NextGENe Online Help : Sequence Alignment Tool : Sequence Alignment Tool Settings : Alignment settings – Preloaded reference

The following settings are available for .fasta sample files and BAM files with the Realignment option selected. If you load aligned BAM sample files without the Realignment option selected, then see BAM Sample Files settings.

Setting	Description
Reads: • Allowable Mismatched Bases [ ]	• If a read does not align exactly to the reference, then the entire read can still be aligned to the reference if the number of mismatched bases does not exceed the indicated threshold. If the read cannot be aligned with this number of mismatches, it might still be possible to align the read using seed sequences.

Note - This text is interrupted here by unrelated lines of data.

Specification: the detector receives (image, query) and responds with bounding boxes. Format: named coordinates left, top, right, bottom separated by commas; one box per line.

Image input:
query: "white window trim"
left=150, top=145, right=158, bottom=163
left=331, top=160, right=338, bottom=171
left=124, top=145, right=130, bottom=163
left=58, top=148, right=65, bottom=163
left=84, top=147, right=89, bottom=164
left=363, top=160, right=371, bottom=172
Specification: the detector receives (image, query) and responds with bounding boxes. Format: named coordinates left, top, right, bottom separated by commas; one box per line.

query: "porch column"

• Allowable Ambiguous Alignments	• Applies to reads that match perfectly to the reference sequence or to reads that have a number of mismatches less than the threshold for Allowable Mismatched Bases. For perfectly matched read, or a read that has a number of mismatches, if multiple matching locations are found, the read is aligned to the reference sequence up to the specified number of ambiguous alignments that are allowed. If this option is set to “1,” the read is aligned to the first matching position from the start of the reference. If this option is set to “0,” then a read that matches at multiple locations is not aligned to the reference.

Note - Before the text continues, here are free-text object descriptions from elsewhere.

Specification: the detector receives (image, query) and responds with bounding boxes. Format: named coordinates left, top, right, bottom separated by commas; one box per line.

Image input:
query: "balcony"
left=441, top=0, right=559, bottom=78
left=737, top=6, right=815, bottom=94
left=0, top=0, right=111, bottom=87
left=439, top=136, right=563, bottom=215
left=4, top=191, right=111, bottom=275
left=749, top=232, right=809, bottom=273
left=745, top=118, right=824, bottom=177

Seed [x] Bases, Move Step [y] Bases	“x” is the length of the seed that is used to determine the matching positions in the reference genome. “y” is the number bases between seed start positions.
Inspect Input Files	Click this option to have NextGENe automatically set the values for Allowable Mismatched Bases, Seed Bases/Move Step Bases, and Allowable Alignments. Note: If multiple data files are being analyzed, each value is the total for all files.
Allowable Alignments [ ]	If a seed matches more than this number of positions in the reference genome, then the seed is ignored.
Overall Matching Base Percentage >= [85]	The percentage of the read that must match to the reference genome for the read to be aligned to the reference. Default value is 85.
Detect Large Indels	After an initial alignment is carried out, a consensus sequence is created and if an indel is found that occurs in at least 5% of the reads, this indel in reflected in the consensus sequence. The reads are then aligned again to this consensus sequence. Note: This option helps to align reads that include indels towards the end of the read, which in turn, allows allow for correctly calling the variant in the Mutation report. Processing time increases if this option is selected.